An entrepreneur, Mrs Mary Brown, who did a presentation on funding options for SMEs said the influx of SME in Ghana should be able to address the issue of unemployment.

She said the SME sector was contributing to gross domestic product (GDP), positive enough to contribute to the economic development of the country.

Challenges

Mrs Brown said SMEs was facing a lot of challenges that sometimes scared people to venture into the sector.

Some of the challenges, she said, included lack of capital and knowledge, lack of suitable technology, lack of highly skilled labour at affordable cost, absence of adequate and timely bank financing ineffective strategies and inability to identify new opportunities.

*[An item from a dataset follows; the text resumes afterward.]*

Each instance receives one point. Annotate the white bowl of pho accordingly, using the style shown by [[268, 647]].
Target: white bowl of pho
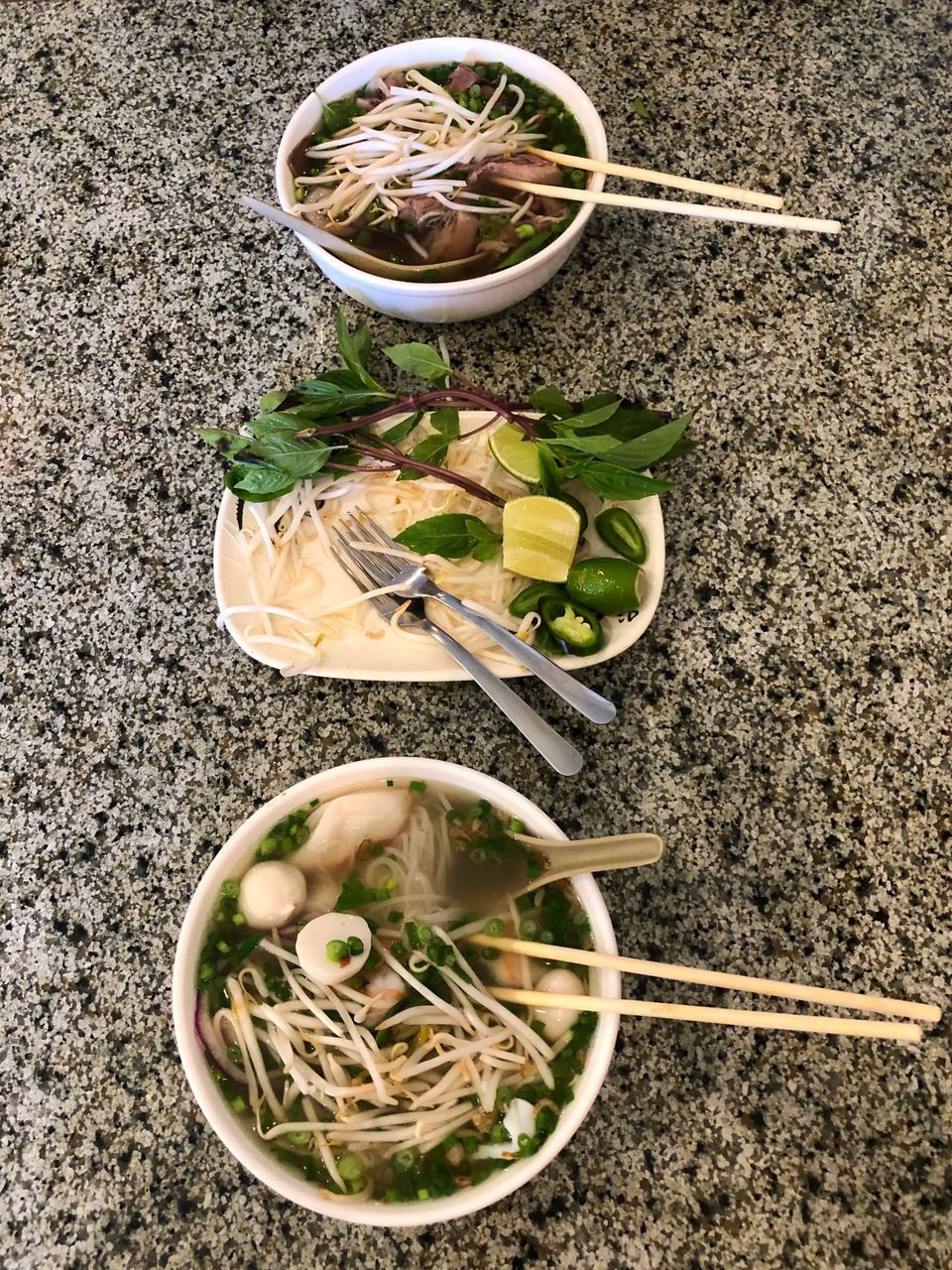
[[336, 1028], [399, 153]]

While admitting the challenge of SMEs, she said the banks equally faced their own challenges with liquidity due to high defaulting rates of SMEs, making them hesitant in giving out credit to them.

“I have worked with banks and I know the challenges they go through and among them are history of high default rate, false information provided by people and insufficient data to mention but few’’. She pointed out.

Enumerating some of their challenges, some entrepreneurs at the summit complained of the stringent condition associated with getting start-up capital, difficulties in applying for loans, lack of awareness of factors financing institutions consider and their inaccessibility to banks and therefore called on government to support them in order to stay in business.

Banks becoming SME focused

Mrs Brown said despite the challenges encountered by banks in dealing with SMEs, most banks were adopting strategies to deal with the issue including the establishment of departments to deal exclusively with SMEs.

Some of the banks, she also explained had tailor made products to meet the needs of small businesses in the country as part of efforts to extend credit to the sector.